Open bao-dai opened 7 years ago
yeah same error, you can try returning just part6 (without input_layer), but then i'm wondering why highway_unit is commented out... i think this is a way to implement the shortcut, but it should throw an error to add two arrays by index that are different lengths (64 and 128). maybe, can add input_layer to only the first 64 indexes (pad the 64 tensor to match shape), or uncomment the highway unit? i am not sure how this model implements shortcuts
The mismatch comes from updating num_filters_per_size.

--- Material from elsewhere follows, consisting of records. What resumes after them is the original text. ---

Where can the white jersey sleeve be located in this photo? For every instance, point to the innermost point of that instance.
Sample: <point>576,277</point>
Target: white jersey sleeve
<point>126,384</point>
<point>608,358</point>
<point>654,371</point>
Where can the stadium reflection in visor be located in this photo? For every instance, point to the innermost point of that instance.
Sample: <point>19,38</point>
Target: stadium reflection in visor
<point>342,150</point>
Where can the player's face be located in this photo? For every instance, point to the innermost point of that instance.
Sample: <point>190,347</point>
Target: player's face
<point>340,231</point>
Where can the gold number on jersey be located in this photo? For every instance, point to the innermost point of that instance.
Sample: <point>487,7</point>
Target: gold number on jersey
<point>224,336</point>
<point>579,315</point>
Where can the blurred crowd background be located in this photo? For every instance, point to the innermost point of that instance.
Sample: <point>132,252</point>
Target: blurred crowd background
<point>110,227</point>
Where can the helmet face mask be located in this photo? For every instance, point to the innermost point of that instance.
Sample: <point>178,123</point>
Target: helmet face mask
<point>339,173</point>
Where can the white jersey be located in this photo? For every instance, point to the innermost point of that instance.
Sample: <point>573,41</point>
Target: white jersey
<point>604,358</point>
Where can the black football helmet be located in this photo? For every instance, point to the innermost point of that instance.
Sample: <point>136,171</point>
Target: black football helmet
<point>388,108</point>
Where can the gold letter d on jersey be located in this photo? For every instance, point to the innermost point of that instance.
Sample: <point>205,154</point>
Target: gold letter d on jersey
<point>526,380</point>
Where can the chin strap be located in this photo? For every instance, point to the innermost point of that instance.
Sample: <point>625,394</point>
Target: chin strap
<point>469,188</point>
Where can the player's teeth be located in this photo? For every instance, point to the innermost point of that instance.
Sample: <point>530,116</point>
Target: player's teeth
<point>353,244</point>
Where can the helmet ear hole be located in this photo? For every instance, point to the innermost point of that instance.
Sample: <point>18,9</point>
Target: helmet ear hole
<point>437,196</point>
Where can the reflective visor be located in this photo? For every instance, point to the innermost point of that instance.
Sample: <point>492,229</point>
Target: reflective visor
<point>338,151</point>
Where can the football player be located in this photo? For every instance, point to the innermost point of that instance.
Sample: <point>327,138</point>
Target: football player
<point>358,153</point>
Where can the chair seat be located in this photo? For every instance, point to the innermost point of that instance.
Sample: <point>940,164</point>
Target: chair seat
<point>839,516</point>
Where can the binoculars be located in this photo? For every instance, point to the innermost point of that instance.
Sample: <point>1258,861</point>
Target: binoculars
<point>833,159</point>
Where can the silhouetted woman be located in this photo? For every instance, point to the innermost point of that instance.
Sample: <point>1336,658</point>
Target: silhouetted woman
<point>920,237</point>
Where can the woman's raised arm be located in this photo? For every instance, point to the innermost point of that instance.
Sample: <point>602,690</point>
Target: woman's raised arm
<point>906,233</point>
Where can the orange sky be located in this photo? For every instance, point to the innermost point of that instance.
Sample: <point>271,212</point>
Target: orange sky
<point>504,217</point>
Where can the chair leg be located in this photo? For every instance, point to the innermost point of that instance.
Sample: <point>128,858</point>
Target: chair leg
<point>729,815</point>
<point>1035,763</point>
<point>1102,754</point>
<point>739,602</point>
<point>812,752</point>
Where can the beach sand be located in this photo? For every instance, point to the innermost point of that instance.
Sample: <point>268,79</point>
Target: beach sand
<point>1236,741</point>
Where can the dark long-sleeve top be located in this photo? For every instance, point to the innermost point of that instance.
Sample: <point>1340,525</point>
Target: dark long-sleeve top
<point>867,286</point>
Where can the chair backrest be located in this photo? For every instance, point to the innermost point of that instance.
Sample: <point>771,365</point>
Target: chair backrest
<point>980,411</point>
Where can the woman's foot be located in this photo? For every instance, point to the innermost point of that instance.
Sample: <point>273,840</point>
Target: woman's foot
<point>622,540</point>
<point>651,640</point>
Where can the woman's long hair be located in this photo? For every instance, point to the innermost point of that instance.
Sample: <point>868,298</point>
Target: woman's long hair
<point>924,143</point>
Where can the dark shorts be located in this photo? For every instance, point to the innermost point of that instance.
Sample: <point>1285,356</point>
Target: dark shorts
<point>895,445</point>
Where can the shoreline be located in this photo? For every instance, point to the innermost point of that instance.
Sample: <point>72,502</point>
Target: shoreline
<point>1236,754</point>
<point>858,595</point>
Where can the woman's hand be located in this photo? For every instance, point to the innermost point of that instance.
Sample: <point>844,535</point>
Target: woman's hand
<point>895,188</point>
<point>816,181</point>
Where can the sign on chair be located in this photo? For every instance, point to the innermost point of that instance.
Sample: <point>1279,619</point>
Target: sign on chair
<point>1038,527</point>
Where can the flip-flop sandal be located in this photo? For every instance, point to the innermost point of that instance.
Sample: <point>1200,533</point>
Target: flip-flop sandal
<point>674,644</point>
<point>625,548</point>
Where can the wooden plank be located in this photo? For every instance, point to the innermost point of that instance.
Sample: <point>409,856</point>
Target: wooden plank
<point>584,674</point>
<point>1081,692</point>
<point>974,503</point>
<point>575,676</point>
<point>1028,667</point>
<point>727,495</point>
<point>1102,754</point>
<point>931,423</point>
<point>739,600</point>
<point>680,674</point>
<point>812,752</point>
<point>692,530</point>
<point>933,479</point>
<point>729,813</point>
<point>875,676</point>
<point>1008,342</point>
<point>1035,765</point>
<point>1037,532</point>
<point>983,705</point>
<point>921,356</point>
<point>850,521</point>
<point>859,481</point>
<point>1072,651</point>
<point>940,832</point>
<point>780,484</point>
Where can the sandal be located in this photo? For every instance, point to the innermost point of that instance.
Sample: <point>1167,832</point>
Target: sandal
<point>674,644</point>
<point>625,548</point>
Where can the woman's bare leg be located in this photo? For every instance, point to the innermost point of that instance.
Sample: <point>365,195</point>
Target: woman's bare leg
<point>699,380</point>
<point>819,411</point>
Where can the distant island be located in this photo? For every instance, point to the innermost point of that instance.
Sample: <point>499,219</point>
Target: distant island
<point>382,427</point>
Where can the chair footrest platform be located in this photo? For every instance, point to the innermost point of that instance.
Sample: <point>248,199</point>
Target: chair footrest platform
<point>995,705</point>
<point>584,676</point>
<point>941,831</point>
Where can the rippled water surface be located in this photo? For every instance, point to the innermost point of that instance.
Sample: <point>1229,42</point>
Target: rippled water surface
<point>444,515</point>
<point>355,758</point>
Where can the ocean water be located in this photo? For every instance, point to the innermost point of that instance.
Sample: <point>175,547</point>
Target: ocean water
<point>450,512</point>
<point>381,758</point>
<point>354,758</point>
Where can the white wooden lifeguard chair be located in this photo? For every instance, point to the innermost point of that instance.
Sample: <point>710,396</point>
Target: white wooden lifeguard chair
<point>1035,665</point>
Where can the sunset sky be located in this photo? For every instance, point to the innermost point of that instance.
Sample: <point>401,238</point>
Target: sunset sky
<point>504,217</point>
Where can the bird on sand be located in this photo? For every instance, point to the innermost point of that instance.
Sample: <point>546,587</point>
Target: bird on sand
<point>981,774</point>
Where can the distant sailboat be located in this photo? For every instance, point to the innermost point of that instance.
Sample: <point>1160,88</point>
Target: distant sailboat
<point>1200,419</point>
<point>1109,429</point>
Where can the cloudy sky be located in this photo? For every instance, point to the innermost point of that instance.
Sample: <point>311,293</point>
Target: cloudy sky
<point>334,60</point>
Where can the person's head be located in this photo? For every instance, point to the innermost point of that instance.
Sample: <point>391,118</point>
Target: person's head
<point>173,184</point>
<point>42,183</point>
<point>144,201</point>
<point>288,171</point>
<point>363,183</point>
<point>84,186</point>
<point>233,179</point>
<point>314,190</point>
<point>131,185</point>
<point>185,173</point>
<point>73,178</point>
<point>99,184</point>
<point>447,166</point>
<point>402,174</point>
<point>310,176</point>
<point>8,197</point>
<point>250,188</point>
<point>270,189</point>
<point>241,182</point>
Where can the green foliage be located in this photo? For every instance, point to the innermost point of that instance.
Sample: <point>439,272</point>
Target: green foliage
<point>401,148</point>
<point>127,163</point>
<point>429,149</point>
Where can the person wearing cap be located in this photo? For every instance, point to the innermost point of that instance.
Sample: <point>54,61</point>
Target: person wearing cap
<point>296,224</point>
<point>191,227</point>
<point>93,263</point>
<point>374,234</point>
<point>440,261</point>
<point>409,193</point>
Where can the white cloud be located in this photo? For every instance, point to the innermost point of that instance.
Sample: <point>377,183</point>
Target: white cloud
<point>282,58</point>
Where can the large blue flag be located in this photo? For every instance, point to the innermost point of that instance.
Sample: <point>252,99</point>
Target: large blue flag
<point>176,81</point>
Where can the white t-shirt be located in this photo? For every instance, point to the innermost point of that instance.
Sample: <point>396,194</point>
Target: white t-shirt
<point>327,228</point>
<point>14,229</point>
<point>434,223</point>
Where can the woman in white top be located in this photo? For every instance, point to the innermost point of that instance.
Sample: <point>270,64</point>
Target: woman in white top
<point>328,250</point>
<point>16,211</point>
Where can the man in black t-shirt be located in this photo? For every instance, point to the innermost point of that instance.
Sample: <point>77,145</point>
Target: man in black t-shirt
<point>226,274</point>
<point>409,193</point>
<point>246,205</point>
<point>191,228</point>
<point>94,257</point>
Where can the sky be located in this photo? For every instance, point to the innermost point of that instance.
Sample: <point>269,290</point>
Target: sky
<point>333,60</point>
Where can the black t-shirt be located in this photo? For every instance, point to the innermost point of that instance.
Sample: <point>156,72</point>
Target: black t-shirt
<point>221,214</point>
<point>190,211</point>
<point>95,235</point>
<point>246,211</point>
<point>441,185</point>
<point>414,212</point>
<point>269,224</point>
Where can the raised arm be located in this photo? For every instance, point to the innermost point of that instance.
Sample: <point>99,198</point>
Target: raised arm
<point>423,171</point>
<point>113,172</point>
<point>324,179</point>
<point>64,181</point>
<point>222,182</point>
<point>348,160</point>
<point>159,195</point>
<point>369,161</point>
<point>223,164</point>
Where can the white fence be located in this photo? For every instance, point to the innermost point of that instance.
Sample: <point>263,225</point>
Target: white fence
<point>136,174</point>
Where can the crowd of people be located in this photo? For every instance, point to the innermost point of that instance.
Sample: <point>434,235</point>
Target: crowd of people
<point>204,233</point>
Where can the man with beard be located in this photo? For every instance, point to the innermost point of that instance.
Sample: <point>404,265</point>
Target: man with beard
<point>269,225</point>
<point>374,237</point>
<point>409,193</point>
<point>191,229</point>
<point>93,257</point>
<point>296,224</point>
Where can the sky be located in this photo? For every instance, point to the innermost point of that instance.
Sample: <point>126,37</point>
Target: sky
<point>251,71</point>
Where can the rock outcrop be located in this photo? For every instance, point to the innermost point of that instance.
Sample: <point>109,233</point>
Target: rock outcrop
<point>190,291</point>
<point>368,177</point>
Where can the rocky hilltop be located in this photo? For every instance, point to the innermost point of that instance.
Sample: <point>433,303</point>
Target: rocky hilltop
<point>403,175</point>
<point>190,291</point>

So my solution is in the function resUnit: part0 = slim.conv2d(input_layer, num_filters_per_size_i, [1, 1], activation_fn=None) and output = part6+part0
It should be fine in this way.
i tried to confirm the identity map, but it looks ok. slim is a c++ library. adding seems appropriate and resnet seems correct with ref. and original papers, resp.: page 2 figure 2 - https://www.cv-foundation.org/openaccess/content_cvpr_2016/papers/He_Deep_Residual_Learning_CVPR_2016_paper.pdf page 5 figure 2 - https://arxiv.org/pdf/1606.01781.pdf
notes: where it failed before (after going through filter0, starting filter1): input_layer = <tf.Tensor 'pool_0/MaxPool:0' shape=(?, 1, 15, 64) dtype=float32> part0 = <tf.Tensor 'res_unit_1_0/Conv/BiasAdd:0' shape=(?, 1, 15, 128) dtype=float32> part6 = <tf.Tensor 'res_unit_1_0/Conv_2/BiasAdd:0' shape=(?, 1, 15, 128) dtype=float32>
input_layer + part6 is original code throws error part0 + part6 is new code and works
Yes, exactly!
Hi, I'm just running train.py, but it raised error when calling cnn = VDCNN():
Para
Is there anyway that I can get rid of this? Is that the tensorflow version issue or something?